Quante volte l'abbiamo vista, sullo schermo? Ore e ore di macchine che sfrecciano su strade lunghe e tutte uguali, dove sembrano accadere le cose più bizzarre: penso istintivamente a Into the Night di John Landis (1985) e al più recente Drive di Nicolas Winding Refn (2011).
La distesa immensa delle luci di LA fa talmente parte del nostro immaginario collettivo che quando un giorno (o meglio, una notte), ti capita di vederla sul serio dall'aereo, ti sembra di essere davanti allo schermo di un cinema, e che tutto quello lì sotto non sia reale ma una semplice proiezione della tua mente.
LA, nella mia esperienza, è in effetti la città più irreale in cui mettere piede. E' la città in cui, se entri all'ufficio informazioni per chiedere un'indicazione, te la daranno dando per scontato che tu sia in macchina e, quando scoprono che non è così, ti guarderanno come se fossi appena atterrata da Marte.
LA è la città in cui tutti i sogni, così come tutti gli incubi, possono diventare realtà.
Nightcrawler di Dan Gilroy è una storia che ha decisamente più a che fare con i secondi.
Louis (Jake Gyllenhaal) e Nina (René Russo) |
Nightcrawler si iscrive in una lunga tradizione di film americani sulla cattiva influenza e il cinismo dei mass media, basti pensare a due classici: Ace in the Hole di Billy Wilder (1951) e Network di Sydney Lumet (1976). La figura di Louis Bloom è assolutamente geniale: trentenne che, per sua stessa ammissione, passa la sua vita su internet, è il prodotto perfetto della società attuale. Parla come se fosse uscito da un corso di marketing per corrispondenza, è lucido ed efficace sui suoi obiettivi e da manuale nel gestire il suo più volte citato "business plan". E' anche un mostro, ma questo Bloom sembra ignorarlo. E' talmente obnubilato dal raggiungimento dei suoi obiettivi, che si è dimenticato di essere umano.

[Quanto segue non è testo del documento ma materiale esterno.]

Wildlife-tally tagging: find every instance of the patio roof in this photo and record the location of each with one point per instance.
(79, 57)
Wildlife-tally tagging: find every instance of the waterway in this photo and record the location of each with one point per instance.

Non solo non ha mai un dubbio sui suoi atti e sulla sua vita (anche se vita è una parola grossa, nel suo caso), ma si stupisce moltissimo che gli altri non si comportino come lui. Bloom è al di là del cinismo, è semplicemente agghiacciante, è in una no man's land di cui è davvero pauroso scoprire l'esistenza.
Lucida follia: Jake Gyllenhaal nel ruolo di Louis Bloom |
Nella parte di Louis Bloom, in quella che ad istinto citerei come l'interpretazione dell'anno, c'è un attore che se continua così ne vedremo delle belle: Jake Gyllenhaal. Quasi trasfigurato: la faccia scavata, gli occhi famelici, il corpo ossuto, sembra essere abitato dalla follia del suo personaggio. E' perfetto dall'inizio alla fine, senza sbavature, senza un sospetto di gigioneggiamento. La sua è un'interpretazione scarna ed ossessiva che lascia impauriti ed ammirati.
Accanto a lui, nella parte del suo assistente (una figura davvero notevolissima), un ottimo attore inglese che di nome fa Riz Ahmed, e un'altrettanto brava (e invecchiata normalmente, ah, ma allora esiste, a Hollywood!) René Russo nel ruolo della cinica responsabile del canale Tv a cui Bloom vende i suoi pezzi.